The Science Museum seems to contain an inordinate number of industrial-looking corridors, which don’t quite feel like places visitors should be, as if you’ve wrongly managed to get behind the scenes and into the staff areas. I stepped from the lift into one such corridor and gingerly made my way to the Atmosphere gallery. It was, again, dark, with appropriately atmospheric deep blue lighting from an incredible swirling ceiling, and amazing slowly-moving projections on the floor. I didn’t have much time, and needed to take it in quickly, so I tried out a few of the computer interactives, looked at some of the artefacts, then left to try to find Launchpad. I followed an industrial looking, behind-the-scenes feeling staircase back down to the ground floor, elbowed my way through the trendy tie-wearers, and headed for the basement, where I thought Launchpad had been last time I visited.

Instead I found myself in Web Lab Beta – an interactive gallery produced in association with Google Chrome. The middle of the space was filled with strange instruments, making weird pinging, bonging sounds. In other places, robot arms drew faces in sandpits, and people looked through periscopes at goodness knows what. A cordoned off area declared itself to be the Control Room, with fat yellow cables connecting to the internet. At this point all the technology and trendily designed dark spaces filled with bright lights started to overwhelm me. I located the nearest museum employed human being, and asked where I could find Launchpad.

Inevitably, this involved another long corridor, although at least this one had lots of things along it to reassure me that I wasn’t in the staff quarters. I made it up to the museums’ other third floor (see why I get confused?), along another corridor (or maybe my mind is now just adding corridors…) and found myself with three choices: Launchpad; Health Matters; and, (thank the Lord!) the Eighteenth Century Science gallery, with its King George III collection of scientific instruments. And, although I thought I had been searching for the hands-on Launchpad gallery, I realised that what I actually wanted was to hang out for a while with some calm, beautiful, gently-lit orreries.

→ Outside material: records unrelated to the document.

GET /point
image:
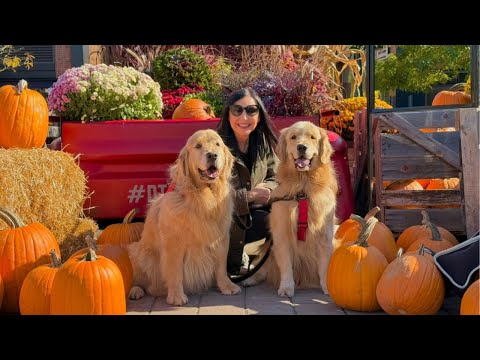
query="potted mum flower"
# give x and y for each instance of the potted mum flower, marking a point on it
(101, 92)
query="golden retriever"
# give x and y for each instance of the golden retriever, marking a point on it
(305, 168)
(184, 244)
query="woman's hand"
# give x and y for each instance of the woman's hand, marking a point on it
(259, 195)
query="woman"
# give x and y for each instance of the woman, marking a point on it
(247, 130)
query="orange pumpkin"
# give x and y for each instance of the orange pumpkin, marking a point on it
(433, 240)
(93, 285)
(446, 97)
(354, 270)
(411, 285)
(37, 288)
(381, 237)
(124, 233)
(193, 109)
(22, 248)
(413, 233)
(23, 117)
(470, 304)
(117, 254)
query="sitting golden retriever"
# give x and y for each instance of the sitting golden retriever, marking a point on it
(305, 170)
(185, 240)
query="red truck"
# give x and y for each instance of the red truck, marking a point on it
(126, 161)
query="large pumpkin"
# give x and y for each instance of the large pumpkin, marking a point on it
(447, 97)
(193, 109)
(354, 270)
(23, 117)
(381, 237)
(37, 288)
(411, 285)
(124, 233)
(93, 285)
(470, 304)
(22, 248)
(414, 232)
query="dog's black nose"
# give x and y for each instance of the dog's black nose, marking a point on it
(212, 156)
(301, 148)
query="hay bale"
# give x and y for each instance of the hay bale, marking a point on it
(75, 240)
(43, 185)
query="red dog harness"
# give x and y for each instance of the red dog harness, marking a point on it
(302, 219)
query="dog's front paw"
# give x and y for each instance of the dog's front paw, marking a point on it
(177, 298)
(136, 292)
(229, 288)
(286, 289)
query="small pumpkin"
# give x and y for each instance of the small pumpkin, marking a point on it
(354, 270)
(37, 288)
(124, 233)
(193, 109)
(22, 248)
(381, 237)
(411, 285)
(118, 254)
(447, 97)
(93, 285)
(414, 232)
(23, 117)
(470, 304)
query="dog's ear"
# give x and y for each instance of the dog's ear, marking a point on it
(326, 150)
(179, 170)
(282, 145)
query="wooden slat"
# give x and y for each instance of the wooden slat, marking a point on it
(398, 145)
(435, 147)
(404, 168)
(469, 120)
(451, 219)
(432, 118)
(421, 198)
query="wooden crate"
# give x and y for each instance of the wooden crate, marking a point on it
(413, 154)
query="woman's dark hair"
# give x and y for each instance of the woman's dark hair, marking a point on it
(261, 140)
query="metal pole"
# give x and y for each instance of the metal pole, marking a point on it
(370, 107)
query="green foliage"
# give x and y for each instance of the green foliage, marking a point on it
(181, 66)
(417, 68)
(10, 59)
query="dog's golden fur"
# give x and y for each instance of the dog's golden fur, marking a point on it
(305, 167)
(184, 244)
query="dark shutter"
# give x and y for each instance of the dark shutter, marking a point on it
(41, 75)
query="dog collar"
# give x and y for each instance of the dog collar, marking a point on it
(302, 218)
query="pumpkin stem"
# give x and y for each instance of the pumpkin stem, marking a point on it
(22, 85)
(10, 218)
(91, 242)
(372, 212)
(367, 229)
(55, 260)
(90, 255)
(359, 219)
(426, 218)
(130, 216)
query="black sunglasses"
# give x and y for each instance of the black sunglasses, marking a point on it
(237, 110)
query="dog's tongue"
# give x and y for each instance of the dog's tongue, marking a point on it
(300, 162)
(212, 173)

I’m so glad the Science Museum still has the George III gallery. It’s easy to be wowed by the high-concept design of galleries like Atmosphere and Web Lab. They are fantastically well done, and based on some of the best visitor research carried out by museums in this country. And the industrial and transport galleries, with their columns of cars up the wall, and giant, swooping aeroplanes hanging from the ceiling, can’t fail to impress. But these galleries, filled with lights, sounds, giant objects and crowds of people, combined with the perpetual feeling of being lost or soon-to-be-lost, give me a kind of sensory overload that just makes me want to run away. But a small, calm room, in which absolutely every beautifully made object is behind glass, and in which there is no touching, interacting or even listening, was the perfect antidote. Science engagement isn’t just about doing hands-on stuff, or being wowed, or having your senses filled, or using technology. It’s also about having the time to calmly observe, let your mind wander, and notice tiny details or appreciate simple ideas that aren’t shouting, but are quietly waiting to be discovered.

After 15 minutes in there, control was regained, normal service resumed, and I was sufficiently revived to hurtle round another five galleries in the 40 minutes before my meeting. And I didn’t get lost at all.